Leucothrix

Scientific classification
- Domain: Bacteria
- Kingdom: Pseudomonadati
- Phylum: Pseudomonadota
- Class: Gammaproteobacteria
- Order: Thiotrichales
- Family: Thiotrichaceae
- Genus: Leucothrix Örsted 1844 (Approved Lists 1980)
- Species: Leucothrix arctica Leucothrix mucor Leucothrix pacifica Leucothrix sargassi

= Leucothrix (bacterium) =

Genus of bacteria

Leucothrix is a genus of large, filamentous bacteria, which live as epiphytes in marine habitats.

== Systematics ==
Leucothrix Oersted, 1844 is the type genus of the family Leucothricaceae Buchanan, 1957, but has also been classified in the family Thiotrichaceae (Gammaproteobacteria). There are two species described, L. mucor Oersted, 1844 (type species) and L. pacifica Zhang et al., 2015.

== Description ==
Leucothrix is a large bacterium that forms filaments between 2-3 μm wide and up to 0.5 cm in length. They are usually found as epiphytes on marine plants and algae, but also grow attached to other surfaces like the shells of crustaceans.
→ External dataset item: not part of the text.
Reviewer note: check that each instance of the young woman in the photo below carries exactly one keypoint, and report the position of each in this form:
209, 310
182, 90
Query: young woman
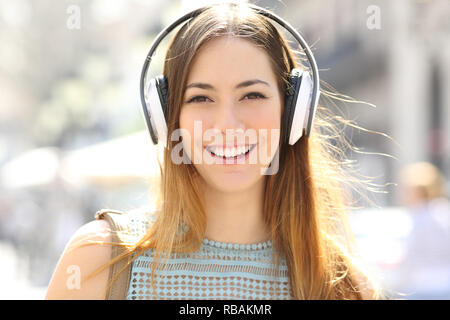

Like the related genus Thiothrix, individual cells can be released from filaments, forming "gonidia", which can disperse and colonize new surfaces. On a new surface, the gonidial cells associate, produce a holdfast, and develop into rosettes of new filaments. Filaments of L. mucor can sometimes grow into knots when cultivated in the laboratory under certain conditions.

Physiologically, Leucothrix are chemoheterotrophic, which distinguishes them from Thiothrix, which are able to use sulfur oxidation as a source of energy.